Struggle and Mutual Aid: The Age of Worker Solidarity

Regular price $ 29.99

by Nicolas Delalande, translated by Anthony Roberts

Other Press

1/31/2023, hardcover

SKU: 9781635420104

 

A dynamic historian revisits the workers' internationals, whose scope and significance are commonly overlooked.

In current debates about globalization, open and borderless elites are often set in opposition to the immobile and protectionist working classes. This view obscures a major historical fact: for around a century--from the 1860s to the 1970s--worker movements were at the cutting edge of internationalism.

The creation in London of the International Workingmen's Association in 1864 was a turning point. What would later be called the "First International" aspired to bring together European and American workers across languages, nationalities, and trades. It was a major undertaking in a context marked by opening borders, moving capital, and exploding inequalities.

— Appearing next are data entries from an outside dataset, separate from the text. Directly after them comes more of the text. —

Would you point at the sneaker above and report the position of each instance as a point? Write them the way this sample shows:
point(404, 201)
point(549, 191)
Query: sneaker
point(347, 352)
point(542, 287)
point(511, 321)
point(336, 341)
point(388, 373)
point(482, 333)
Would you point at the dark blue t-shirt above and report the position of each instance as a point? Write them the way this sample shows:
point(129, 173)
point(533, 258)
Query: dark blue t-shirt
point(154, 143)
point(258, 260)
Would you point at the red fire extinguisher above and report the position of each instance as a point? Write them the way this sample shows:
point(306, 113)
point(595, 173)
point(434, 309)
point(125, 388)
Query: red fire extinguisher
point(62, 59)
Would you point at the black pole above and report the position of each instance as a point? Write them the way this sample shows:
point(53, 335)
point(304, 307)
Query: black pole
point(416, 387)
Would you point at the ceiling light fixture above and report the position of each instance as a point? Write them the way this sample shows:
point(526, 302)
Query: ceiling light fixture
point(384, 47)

In this urgent, engaging work, historian Nicolas Delalande explores how international worker solidarity developed, what it accomplished in the nineteenth and twentieth centuries, and why it collapsed over the past fifty years, to the point of disappearing from our memories.

Reviews:

"A fascinating book about globalization, internationalism, and wealth redistribution between 1870 and 1914, with lots of lessons for the twenty-first century. When trade and capital flows go global, worker solidarity and political mobilization need to do the same and invent new forms of transnational organizations. A must-read." -- Thomas Piketty, international bestselling author of Capital in the Twenty-First Century

"A persuasive reinterpretation of a period of labor activism often viewed as 'chaotic, conflictual, and contradictory.'" -- Publishers Weekly

"We throw around the word 'solidarity' today without understanding its history or even its meaning. Delalande has provided us with a much-needed guide to the history of solidarity. This critically important history of international solidarity efforts reminds us that we must know the past to be effective activists today. The translation of this book into English should be celebrated on the left. Everyone interested in the history of the workers' struggle must read this book." -- Erik Loomis, author of A History of America in Ten Strikes

About the Contributors:

Nicolas Delalande is an associate professor of history at the Centre d'Histoire de Sciences Po and editor in chief of La Vie des Idées, an online magazine. He is the author of Les Batailles de l'impôt: Consentement et résistances de 1789 à nos jours and a coeditor, with Patrick Boucheron, et al, of Histoire mondiale de la France and, with Nicolas Barreyre, of A World of Public Debts: A Political History.

Anthony Roberts is a freelance writer, journalist, poet, and prize-winning translator. He currently lives in France.